Qualify the Opportunity
Once pain points and outcomes are established, partners refine the opportunity through structured qualification.
Customer Objectives
• Reduce inbound volume and free agents for higher-value interactions
• Improve caller and digital customer experience
• Expand multilingual or afterhours support
• Modernize or replace legacy contact center platforms
• Automate repetitive or low complexity use cases
Interaction Profile
• Channels in scope: voice, chat, email, SMS, messaging
• Monthly interaction volumes by channel
• Current wait times, AHT, and after‑call work
Success Criteria
• Target containment levels, partial or full automation
• Expected impact on AHT and FCR
• Definition of successful human handoffs
• Additional metrics such as abandonment, SLAs, error tolerance, and compliance requirements
This ensures AI adoption is measurable, defensible, and aligned to business goals.
Executive Perspective
AI adoption should be treated as a business transformation initiative. Success is measured by tangible improvement in AHT, FCR, CSAT, and containment, not experimentation.
AI in Action: Real‑World AI Adoption
To help ground AI conversations in real outcomes, partners can reference how CallTower customers are successfully deploying AI in production contact center environments.
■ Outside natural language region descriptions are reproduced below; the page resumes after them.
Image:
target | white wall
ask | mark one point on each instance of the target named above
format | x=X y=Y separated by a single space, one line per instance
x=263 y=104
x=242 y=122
AI Contact Center Case Study
See how a customer used AI to automate repetitive interactions, improve containment, and support agents, driving faster resolution and better CX.
Recommended Next Steps
- Confirm Priority Use Cases
Focus on the highest impact opportunities - Define Success Metrics
Establish baselines and target KPIs - Assess Readiness
Validate data, integrations, channels, security, and compliance - Select the Adoption Model
Proof of value, pilot, or phased rollout - Build the AI Roadmap
Shortterm wins aligned to long term scalability
This approach moves AI initiatives from strategy to execution with clarity and accountability.
Partner Talk Track
Transition
“Based on your priorities and success metrics, the next step is not jumping into technology. It’s aligning on a structured, low risk path forward.”
Confirm Priority Use Cases
“Let’s focus on one or two use cases that deliver the fastest operational and financial impact.”
Define Success Metrics
“We’ll set clear baselines and KPIs so success is objective and measurable.”
Assess Readiness and Dependencies
“We validate data, integrations, channels, and compliance early to avoid surprises.”
Select the Adoption Model
“Depending on urgency and risk tolerance, we recommend a proof of value, pilot, or phased rollout.”
Develop the AI Roadmap
“We outline immediate wins and longer term opportunities so AI delivers sustained value.”
Close
“The goal is clarity, confidence, and measurable outcomes.”